Keith a secoué la tête et s'est passé deux doigts sur les yeux. Il est entré dans la maison, a récupéré un récipient en plastique et y a versé de l'eau, puis est retourné auprès de son invité. Il a trouvé le chien accroupi près de la porte. Quand elle est arrivée, elle l'a vu essayer de se lever, avec difficulté. Ses yeux bruns suivaient avec une extrême attention tous les mouvements du jeune homme et il a remué la queue lorsque Keith a placé le bol improvisé devant lui.

-Tu as besoin d'un vétérinaire... Les vétérinaires coûtent cher. Mais tu restes ici et je ne peux pas te mettre dehors. Tu me feras faire des cauchemars si je te renvoie sans t'aider ", dit-il en croisant les bras sur sa poitrine, le regardant boire. Le chien a relevé son museau et a aboyé à nouveau. -Tu vas me répondre ? Génial... Je suis vraiment en train de flipper", marmonne Keith et récupère son téléphone portable, cherchant en ligne s'il y a ou non un vétérinaire près de chez lui. Il en a trouvé un à moins de dix minutes, d'après Maps.

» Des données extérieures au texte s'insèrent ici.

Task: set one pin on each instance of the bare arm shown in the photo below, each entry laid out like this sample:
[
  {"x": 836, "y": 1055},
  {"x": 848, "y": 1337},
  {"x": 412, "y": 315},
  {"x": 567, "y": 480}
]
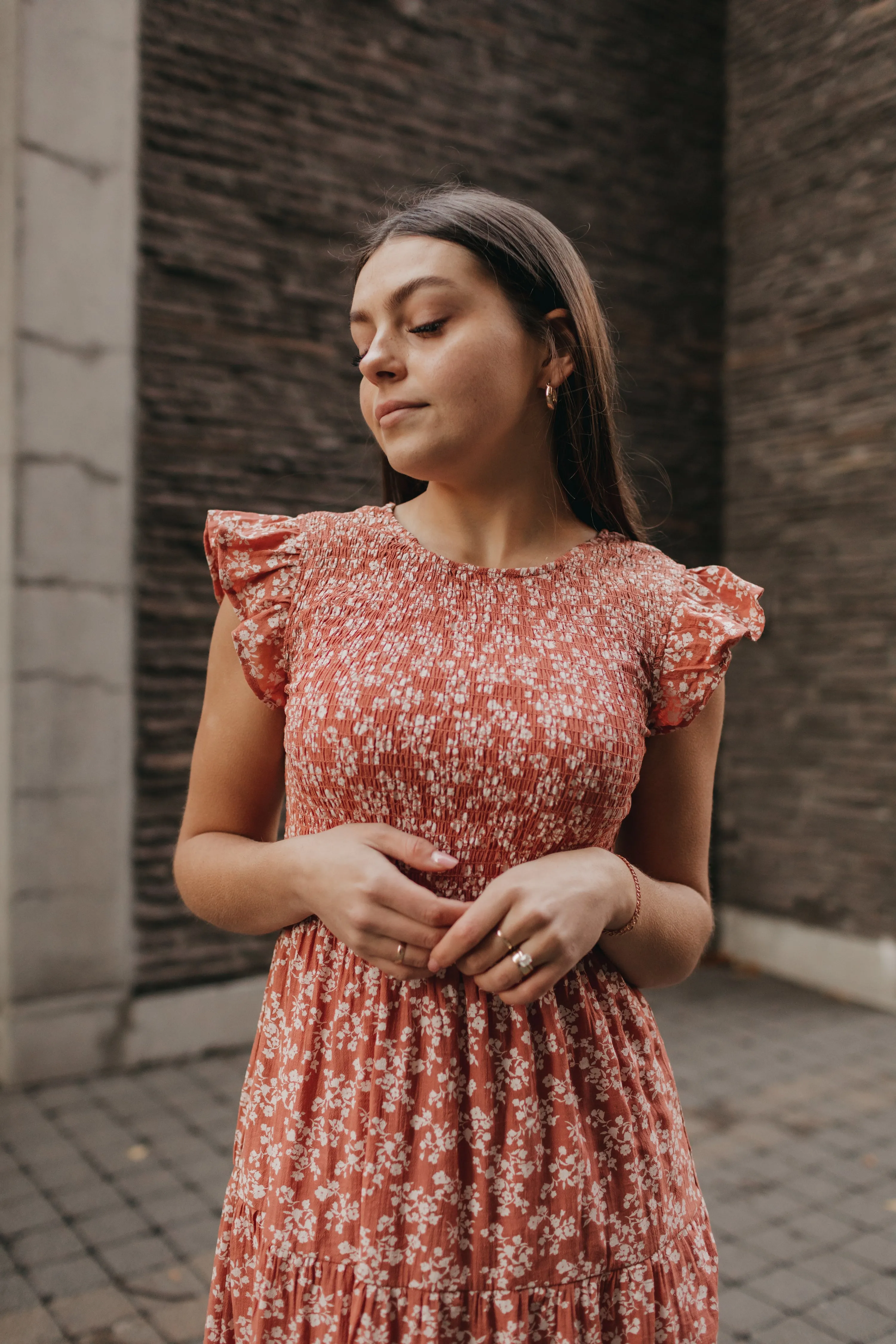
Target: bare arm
[{"x": 667, "y": 838}]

Il regarde autour de lui, puis le chien, le pick-up, l'heure indiquée sur l'écran de son téléphone portable.

-De qui je me moque ? Je n'ai pas d'engagements et je perds mon temps... - admit-il et il retourna à la maison pour récupérer un vieux drap. Avec un peu d'effort, après avoir placé le drap sur le siège arrière, il a réussi à convaincre l'animal de monter dans la voiture, en le soudoyant avec un morceau de saucisse.

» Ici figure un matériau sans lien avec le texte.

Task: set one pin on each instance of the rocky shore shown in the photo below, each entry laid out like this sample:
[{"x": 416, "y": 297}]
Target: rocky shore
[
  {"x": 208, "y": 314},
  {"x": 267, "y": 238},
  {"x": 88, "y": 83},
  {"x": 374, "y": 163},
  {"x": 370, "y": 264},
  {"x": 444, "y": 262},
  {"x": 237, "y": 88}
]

Il a suivi les indications de son téléphone portable jusqu'au vétérinaire. À son arrivée, il a trouvé une petite clinique de plain-pied, peinte en blanc cassé, d'apparence moderne mais ayant clairement besoin d'être rénovée, entourée de parterres de fleurs. Il a enveloppé le chien dans un drap et l'a porté dans ses bras. En réponse, le chien lui a léché la joue et Keith a poussé un juron en entrant dans l'établissement.

-Bonjour ! Je peux vous aider ? Une femme derrière un comptoir l'a salué. Il la vit lever les yeux vers les siens, continuant à parler, et remarqua que son visage changea en prenant une expression inquiète en le voyant porter la bête blessée. Le Dr Randolph sera là immédiatement, dit-elle, en lui indiquant une chaise où s'asseoir et en disparaissant derrière une porte.